From your letter we assume that the central office building project has already been approved, and that now the school board would like for the elementary school project to be added to the central office building project and approved as a package.
It is our opinion that the combining of these two proposals and adding the additional proposed project would, in connection with the selectional and approval machinery of KRS 42.330, KRS 42.332, KRS 42.334, and State Regulations, 200 KAR 4:015, constitute a new proposal. Thus the combined proposals would have to conform to the above selective and approval processes set out in the above statutes and regulation. See especially the public notice aspect as covered by KRS 42.330(5) and 200 KAR 4:015, Section 2, relating to notice to the public of the proposed project. Meetings of the Economic Aid Fund Board are required to be open to the public, upon publication of notice of such meetings, when the purpose is to discuss and decide on the priority of projects. KRS 42.330(5). See Section 2, 200 KAR 4:015, concerning documentation by the Economic Aid Board of public meetings, held on publication of notices, dealing with proposed projects.
As we said in OAG 79-489, the regulations and statute require, among other things, a public hearing, such that the general public, that is, and school district, is sufficiently apprised of the nature and extent of the proposed projects.
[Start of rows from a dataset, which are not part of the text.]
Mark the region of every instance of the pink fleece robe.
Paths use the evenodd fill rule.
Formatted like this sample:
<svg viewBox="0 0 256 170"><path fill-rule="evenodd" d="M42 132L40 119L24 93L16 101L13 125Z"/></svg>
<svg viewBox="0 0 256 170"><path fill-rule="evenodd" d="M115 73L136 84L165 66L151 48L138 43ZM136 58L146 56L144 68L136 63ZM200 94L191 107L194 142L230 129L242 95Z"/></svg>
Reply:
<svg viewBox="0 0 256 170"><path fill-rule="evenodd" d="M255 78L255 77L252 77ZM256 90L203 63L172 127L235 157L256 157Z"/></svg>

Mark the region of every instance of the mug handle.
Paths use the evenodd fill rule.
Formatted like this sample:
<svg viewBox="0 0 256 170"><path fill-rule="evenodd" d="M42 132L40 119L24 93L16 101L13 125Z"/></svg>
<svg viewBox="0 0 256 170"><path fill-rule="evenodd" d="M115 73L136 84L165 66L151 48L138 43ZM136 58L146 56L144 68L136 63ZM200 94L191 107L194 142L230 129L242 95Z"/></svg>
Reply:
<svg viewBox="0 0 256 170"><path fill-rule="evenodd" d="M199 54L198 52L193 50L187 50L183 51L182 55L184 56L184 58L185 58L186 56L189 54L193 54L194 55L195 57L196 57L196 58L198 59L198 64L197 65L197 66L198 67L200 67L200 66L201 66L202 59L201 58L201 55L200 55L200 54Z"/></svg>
Administrative regulations properly adopted and filed have the force and effect of law. Reitze v. Williams, Ky., 458 S.W.2d 613 (1970).
The point is that "each proposal" [here you wish to combine two items into one proposal] must meet the statutory and regulations requirements. If you add the elementary school project to the prior central office project, you necessarily create a different or new project.